Prostate Cancer Staging: What Is Stage 2
Today's news about Don Imus suffering from stage 2 prostate cancer has made many people asking what is stage 2 prostate cancer. The Stage 2 refers to prostate cancer that is detected by PSA and often digital rectal exam but has not spread to any area of the body. All Stage 2 cancers are confined to the prostate itself.
Let's now look at the prostate cancer staging, but before we analyze stage 1 and stage 2 of prostate cancer let's start from the basics.
Prostate cancer is the most common non-skin cancer among men. According to figures from the American Cancer Society, approximately 186,330 new cases are diagnosed each year. Nearly 26,000 men die each year from prostate cancer. Prostate cancer is rarely diagnosed in men younger than 40 years. It is uncommon in men younger than 50 years.
Prostate cancer is much more common in African American men than in white men. Hispanic men seem to have the same rate of prostate cancer as white men. Still Hispanic men and African American men present with more advanced disease. Usually this is due to factors such as education, income, and cultural.
Many men are diagnosed prior to the presentation of symptoms using the screening blood test PSA. When symptoms do occur they include: increased frequency in urination (especially at night), difficulty urinating, increased urgency, and blood in the urine. None of these symptoms are unique to prostate cancer.
When the prostate cancer has metastasized to other areas of the body, then other symptoms may arise. These symptoms may include weight loss, loss of appetite, bone pain (prostate cancer has a strong tendency to metastasize to the bone), and lower extremity pain and edema (when the blood flow or lymphatics are obstructed due to groin node involvement).
Prostate cancer is a slow growing cancer. Early in the disease, the doubling time is as slow as 2-4 years, but this changes as the tumor grows and becomes more aggressive.
The 2002 TNM staging system is used to stage prostate cancer, as follows:
T = Primary tumor
T0 - No evidence of primary tumor
T1 - Clinically inapparent tumor not palpable or visible by imaging
* T1a - Tumor incidental histologic finding in less than or equal to 5% of tissue resected; Progression over 10 years is uncommon
* T1b - Tumor incidental histologic finding in greater than 5% of tissue resected; Tumor-related death rate of 10% in 10 years
* T1c - Tumor identified by needle biopsy (because of elevated PSA level); tumors found in 1 or both lobes by needle biopsy but not palpable or reliably visible by imaging
T2 - Tumor confined within prostate
* T2a - Tumor involving less than half a lobe; 10-yr metastasis free survival rate of 81%
* T2b - Tumor involving less than or equal to 1 lobe; 10-yr metastasis free survival rate of 58%
* T2c - Tumor involving both lobes; 10-yr metastasis free survival rate of 26%
T3 - Tumor extending through the prostatic capsule; no invasion into the prostatic apex or into, but not beyond, the prostatic capsule.
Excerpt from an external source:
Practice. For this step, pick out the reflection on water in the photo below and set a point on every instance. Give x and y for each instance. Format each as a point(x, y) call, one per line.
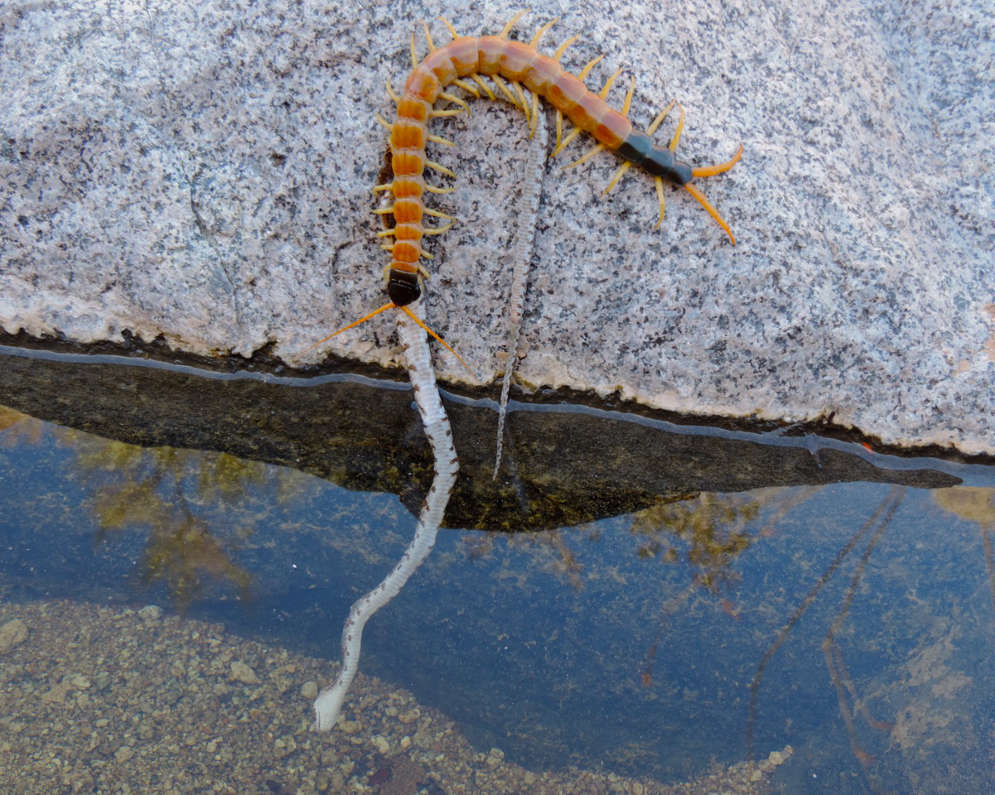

Lymph node metastasis at presentation in 50% and approximately 25% rate of 10-year disease-free survival.
* T3a - Extracapsular extension (unilateral or bilateral)
* T3b - Tumor invading seminal vesicle(s)
T4 - Tumor fixed or invading adjacent structures other than seminal vesicles (eg, bladder neck, external sphincter, rectum, levator muscles, pelvic wall)
The natural history of clinically localized disease varies. Lower-grade tumors having a more indolent course, while some high-grade lesions progress to metastatic disease with relative rapidity.
The basic workup for prostate cancer will include the determining the PSA level. If the physician believes that an elevated PSA level may be due to infection, 4-6 weeks of antibiotics are provided, and then the PSA level is rechecked.
A digital rectal exam will be performed. Suspicious nodules or changes often warrant a biopsy.
Further workup depends on the clinical staging. A higher clinical stage of cancer determined by DRE findings, PSA level, and Gleason score (as determined by biopsy) correlates with an increased risk of extraprostatic spread, and these tests are considered key factors in determining the staging workup and predicting patient prognosis.
Treatment will depend on the stage of the cancer, the age and health of the patient. The most common choices are active surveillance, radiation, and surgery.